The real hero of the day was Andre Johnson. From the first pass to the last for Houston, he was the story. Jacksonville never had an answer for him, and he put up one of the great performances of a legendary career.
Keshawn Martin also deserves attention for his excellent special teams performance. He had 238 return yards on seven punt and kickoff returns and chipped in a touchdown reception in what was easily the finest day of his young career.
Everyone on both defenses should be embarrassed by their play. Even for players like Derek Cox who had moments of glory, he had an equal share in allowing huge gains in the passing game.
Arian Foster struggled all game, averaging less than three yards a carry and coughing up a near fatal fumble deep in Houston territory.
Shayne Graham's two missed field goals nearly did in the Texans.
As well as Henne played, he wasn't perfect. There were plenty of off-target throws and missed opportunities.
On the Jaguars' first drive of the second half, they faced a 3rd-and-2 from the Houston 22.

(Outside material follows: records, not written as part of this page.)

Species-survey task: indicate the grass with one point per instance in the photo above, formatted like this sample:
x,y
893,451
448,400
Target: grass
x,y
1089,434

Henne threw slightly behind Michael Spurlock on a short pass. Johnathan Joseph came in strong and caused Spurlock to bobble and drop the pass. Jacksonville settled for a field goal.
Henne did have Spurlock open, but the angle wasn't an easy one. He missed a wide-open Blackmon right in front of him.
It's hard to overly fault the decision, but at the very least the throw was poor.
It was a play Spurlock has to make, but his quarterback didn't help out.
A conversion there could have made a big difference in a nip-tuck game.
Gary Kubiak did his level best to lose this game for Houston with one of the worst all-around coaching performances of the year.
When people express concern over Kubiak's game management, this game will be exhibit A.
Early in the second quarter, Kubiak elected to punt on 4th-and-6 from the Jaguars' 36. Four plays later, the Jaguars had a touchdown. This has to be in the top five for worst punting decisions of the year.
In the third quarter, he elected to kick a field goal on 4th-and-1 from the nine-yard line.
At the end of regulation, Houston moved the ball to the Jaguars' 30 with 33 seconds left. Kubiak called two runs, drained the clock and elected to kick on third down.
It didn't go well.
Kubiak's coaching helped keep the Jaguars in a game they had no business being in.
Mike Mularkey's big roll of the dice came in overtime when he elected to go for it on 4th-and-10 from the Houston 47.
At the time, there was only 2:36 left to play in the game, so a punt would have resulted in no chance for the Jaguars to win as they were out of timeouts.
Instead of playing for the tie, he opted to let Henne go for it. Given the Jaguars' circumstance, it's hard to fault him.
His other option would have been to allow Josh Scobee to try a 64-yard field goal.
The odds were probably in favor of going for it.
Mularkey was aggressive all game, as he should have been. He let the Jaguars go for it at the end of the first half, which was the right call even though it nearly backfired.
Houston makes a quick turnaround, hopping on a jet to take on the Detroit Lions in the traditional Thanksgiving Day game.
It marks the first of three straight road tests for the Texans as they enter the toughest part of their schedule. They play four games against teams with winning records and two more against 4-6 teams.
The bad outing by the defense will most likely be forgotten if they can come out strong against Detroit. One game does not constitute a trend.
Jacksonville will have to answer their quarterback question soon. They may claim Gabbert is hurt, thus punting the choice.
They have five of their final six games against teams with a record of 4-6, so they are all winnable, but difficult affairs.
The challenge for the Jags is to put on a good showing at home. If they can't beat Tennessee in Jacksonville in Week 12, they may not win a home game in 2012.